# Data compiler

In [144]:
using JSON
using CSV
#using Downloads
using DataFrames
using HTTP

# Wikidata data

We request data from Wikidata to enrich our dataset.
Inspired by this [post](https://github.com/datasets/country-codes/issues/53#issuecomment-338925597):

https://query.wikidata.org/#SELECT%20%2a%20%0AWHERE%20%7B%0A%20%20%3Fitem%20wdt%3AP298%20%3Fcode%0A%7D%20ORDER%20BY%20%3Fcode

```sql
SELECT * 
WHERE {
  ?item wdt:P298 ?code
} ORDER BY ?code
```

This gives us a list of all entries that have the `P298` which is the [ISO 3166-1 alpha-3 code](https://www.wikidata.org/wiki/Property:P298) (You can find out the id of the property by looking at the url: `https://www.wikidata.org/wiki/Property:P298` of the property). This gives us a list of all entities that have such a code, which should only be countries)

We download the list as csv file. You find this file in this directory as `wiki data urls.csv`.

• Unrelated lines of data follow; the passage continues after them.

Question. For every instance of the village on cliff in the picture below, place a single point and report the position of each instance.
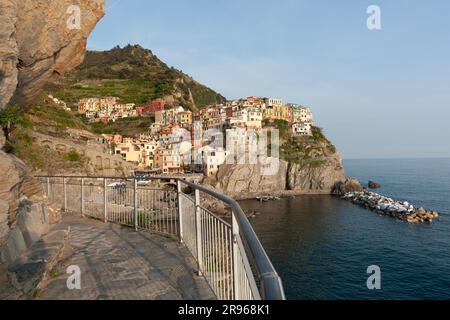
(157, 151)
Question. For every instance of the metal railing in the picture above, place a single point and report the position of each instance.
(228, 253)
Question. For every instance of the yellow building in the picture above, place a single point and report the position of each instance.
(278, 113)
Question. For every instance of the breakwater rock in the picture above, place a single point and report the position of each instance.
(387, 206)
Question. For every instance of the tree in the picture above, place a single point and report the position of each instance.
(9, 117)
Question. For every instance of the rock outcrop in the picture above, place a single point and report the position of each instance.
(373, 185)
(347, 185)
(244, 181)
(40, 40)
(313, 167)
(402, 210)
(314, 180)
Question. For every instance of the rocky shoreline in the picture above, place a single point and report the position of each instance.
(389, 207)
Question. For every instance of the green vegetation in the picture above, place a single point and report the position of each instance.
(73, 156)
(54, 273)
(125, 126)
(36, 293)
(135, 75)
(45, 114)
(307, 151)
(9, 117)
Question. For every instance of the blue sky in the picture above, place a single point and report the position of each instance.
(377, 94)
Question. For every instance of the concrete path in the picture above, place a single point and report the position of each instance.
(118, 263)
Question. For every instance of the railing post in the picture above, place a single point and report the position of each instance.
(48, 187)
(135, 205)
(180, 212)
(235, 232)
(105, 209)
(198, 232)
(82, 197)
(65, 194)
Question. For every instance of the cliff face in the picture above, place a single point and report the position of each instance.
(39, 40)
(36, 45)
(243, 181)
(310, 165)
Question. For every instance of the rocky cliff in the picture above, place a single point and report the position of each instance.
(39, 40)
(308, 165)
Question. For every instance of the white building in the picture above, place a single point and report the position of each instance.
(212, 160)
(273, 102)
(302, 129)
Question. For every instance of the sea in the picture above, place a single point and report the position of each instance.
(322, 246)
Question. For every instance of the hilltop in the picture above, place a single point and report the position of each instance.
(135, 75)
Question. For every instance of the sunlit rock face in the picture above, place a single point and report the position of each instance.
(39, 40)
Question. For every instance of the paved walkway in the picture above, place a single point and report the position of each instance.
(118, 263)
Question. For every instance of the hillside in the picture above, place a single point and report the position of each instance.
(135, 75)
(51, 140)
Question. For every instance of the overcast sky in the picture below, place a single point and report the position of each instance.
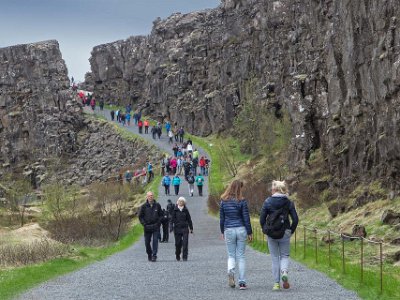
(79, 25)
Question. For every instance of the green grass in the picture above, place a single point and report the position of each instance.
(219, 175)
(15, 281)
(333, 267)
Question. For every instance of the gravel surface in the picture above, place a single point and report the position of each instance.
(128, 274)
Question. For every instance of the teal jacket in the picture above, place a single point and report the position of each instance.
(176, 180)
(199, 180)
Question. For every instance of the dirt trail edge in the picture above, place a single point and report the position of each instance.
(129, 275)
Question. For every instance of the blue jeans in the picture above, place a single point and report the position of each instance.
(279, 250)
(148, 236)
(235, 239)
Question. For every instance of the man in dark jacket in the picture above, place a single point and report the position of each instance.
(181, 223)
(165, 223)
(150, 217)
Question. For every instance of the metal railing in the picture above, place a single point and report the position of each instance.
(352, 250)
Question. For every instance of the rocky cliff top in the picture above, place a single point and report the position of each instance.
(43, 132)
(333, 65)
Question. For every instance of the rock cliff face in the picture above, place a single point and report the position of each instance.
(334, 65)
(37, 115)
(43, 132)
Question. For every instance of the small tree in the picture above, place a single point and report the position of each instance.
(19, 195)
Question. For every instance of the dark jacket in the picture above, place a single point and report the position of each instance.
(150, 216)
(181, 220)
(233, 213)
(274, 203)
(170, 208)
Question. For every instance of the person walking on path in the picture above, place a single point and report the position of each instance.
(181, 133)
(168, 126)
(140, 125)
(150, 173)
(150, 217)
(235, 228)
(166, 182)
(190, 179)
(170, 137)
(181, 223)
(176, 181)
(170, 210)
(165, 224)
(153, 132)
(128, 118)
(202, 164)
(274, 219)
(199, 183)
(128, 176)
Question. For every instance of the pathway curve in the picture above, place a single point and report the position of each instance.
(129, 275)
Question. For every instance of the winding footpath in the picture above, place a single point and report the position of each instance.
(129, 275)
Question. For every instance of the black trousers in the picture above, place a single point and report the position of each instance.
(166, 189)
(165, 232)
(148, 235)
(182, 242)
(200, 187)
(176, 187)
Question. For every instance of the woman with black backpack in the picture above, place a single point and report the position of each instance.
(274, 220)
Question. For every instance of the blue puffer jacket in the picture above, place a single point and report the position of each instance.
(276, 202)
(166, 180)
(234, 214)
(176, 180)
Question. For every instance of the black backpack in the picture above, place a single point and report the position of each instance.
(191, 179)
(274, 226)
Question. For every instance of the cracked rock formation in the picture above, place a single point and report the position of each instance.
(43, 132)
(333, 65)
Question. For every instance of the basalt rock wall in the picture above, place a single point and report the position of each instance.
(333, 65)
(44, 134)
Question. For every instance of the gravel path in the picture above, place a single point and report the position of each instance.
(128, 274)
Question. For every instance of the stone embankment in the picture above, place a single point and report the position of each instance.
(332, 65)
(43, 131)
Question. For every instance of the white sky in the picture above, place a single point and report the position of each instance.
(79, 25)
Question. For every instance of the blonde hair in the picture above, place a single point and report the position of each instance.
(181, 199)
(234, 191)
(279, 186)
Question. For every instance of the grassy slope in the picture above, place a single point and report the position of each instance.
(370, 288)
(15, 281)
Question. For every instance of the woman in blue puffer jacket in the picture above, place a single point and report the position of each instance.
(235, 228)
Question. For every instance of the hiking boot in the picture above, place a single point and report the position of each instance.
(276, 287)
(231, 280)
(285, 280)
(242, 286)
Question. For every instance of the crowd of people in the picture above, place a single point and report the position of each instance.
(278, 216)
(278, 219)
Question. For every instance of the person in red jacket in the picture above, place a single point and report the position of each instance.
(140, 125)
(202, 164)
(146, 126)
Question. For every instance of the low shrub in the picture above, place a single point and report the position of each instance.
(30, 253)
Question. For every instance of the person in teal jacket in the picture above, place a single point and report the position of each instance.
(176, 181)
(200, 183)
(166, 182)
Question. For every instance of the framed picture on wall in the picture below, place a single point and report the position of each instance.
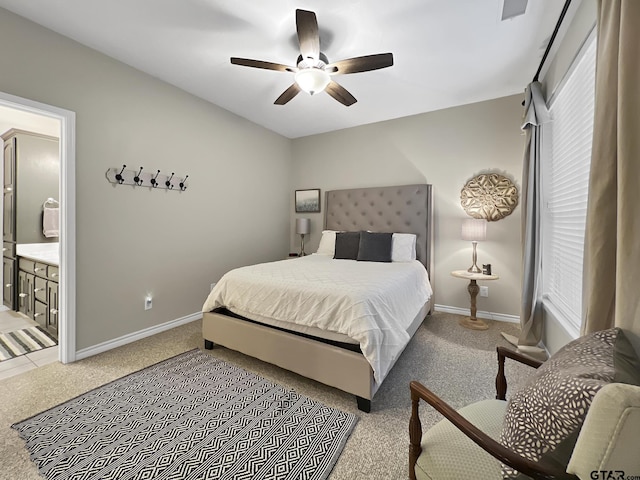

Next, we read this file and request all the urls. The result of each item is then stored in a dictionary with the ISO codes as keys.

In [168]:
function getWikiDataEntry(id)
    r = HTTP.request("GET", "https://www.wikidata.org/wiki/Special:EntityData/$id.json")
    content = JSON.parse(String(r.body))
    content["entities"][id]
end

getWikiDataEntry (generic function with 1 method)

In [169]:
getWikiDataEntry("Q213")

Dict{String, Any} with 12 entries:
  "descriptions" => Dict{String, Any}("cs"=>Dict{String, Any}("language"=>"cs",…
  "aliases"      => Dict{String, Any}("cs"=>Any[Dict{String, Any}("language"=>"…
  "id"           => "Q213"
  "claims"       => Dict{String, Any}("P9037"=>Any[Dict{String, Any}("rank"=>"n…
  "lastrevid"    => 1615181970
  "sitelinks"    => Dict{String, Any}("ttwiki"=>Dict{String, Any}("title"=>"Чех…
  "modified"     => "2022-04-09T13:43:02Z"
  "ns"           => 0
  "labels"       => Dict{String, Any}("mg"=>Dict{String, Any}("language"=>"mg",…
  "pageid"       => 355
  "title"        => "Q213"
  "type"         => "item"

In [170]:
wikidata = CSV.read("wiki data urls.csv", DataFrame)
wikiIDS = Dict()

for row in eachrow(urls)
    id = replace(row["item"], "http://www.wikidata.org/entity/" => "")
    wikiIDS[row["code"]] = getWikiDataEntry(id)
end

wikiIDS

Dict{Any, Any} with 269 entries:
  "FRA" => Dict{String, Any}("descriptions"=>Dict{String, Any}("scn"=>Dict{Stri…
  "MAF" => Dict{String, Any}("descriptions"=>Dict{String, Any}("eo"=>Dict{Strin…
  "MNG" => Dict{String, Any}("descriptions"=>Dict{String, Any}("cs"=>Dict{Strin…
  "TKL" => Dict{String, Any}("descriptions"=>Dict{String, Any}("eo"=>Dict{Strin…
  "MYT" => Dict{String, Any}("descriptions"=>Dict{String, Any}("cs"=>Dict{Strin…
  "VGB" => Dict{String, Any}("descriptions"=>Dict{String, Any}("eo"=>Dict{Strin…
  "ISR" => Dict{String, Any}("descriptions"=>Dict{String, Any}("cs"=>Dict{Strin…
  "SGP" => Dict{String, Any}("descriptions"=>Dict{String, Any}("cs"=>Dict{Strin…
  "SYC" => Dict{String, Any}("descriptions"=>Dict{String, Any}("cs"=>Dict{Strin…
  "HVO" => Dict{String, Any}("descriptions"=>Dict{String, Any}("eu"=>Dict{Strin…
  "KIR" => Dict{String, Any}("descriptions"=>Dict{String, Any}("cs"=>Dict{Strin…
  "BRA" => Dict{String, Any}("descriptions"=>Dict{String, Any}("cs"=>Dict{St

We write this dictionary to a json file.

In [175]:
open("countries_wiki.json", "w") do f
    JSON.print(f, wikiIDS)
end

We are interested in the **aliases** of each entry for some languages.

In [206]:
USED_LANGUAGES = ("en", "en-gb", "en-ca", "de", "de-at", "de-ch", "fr", "es", "it")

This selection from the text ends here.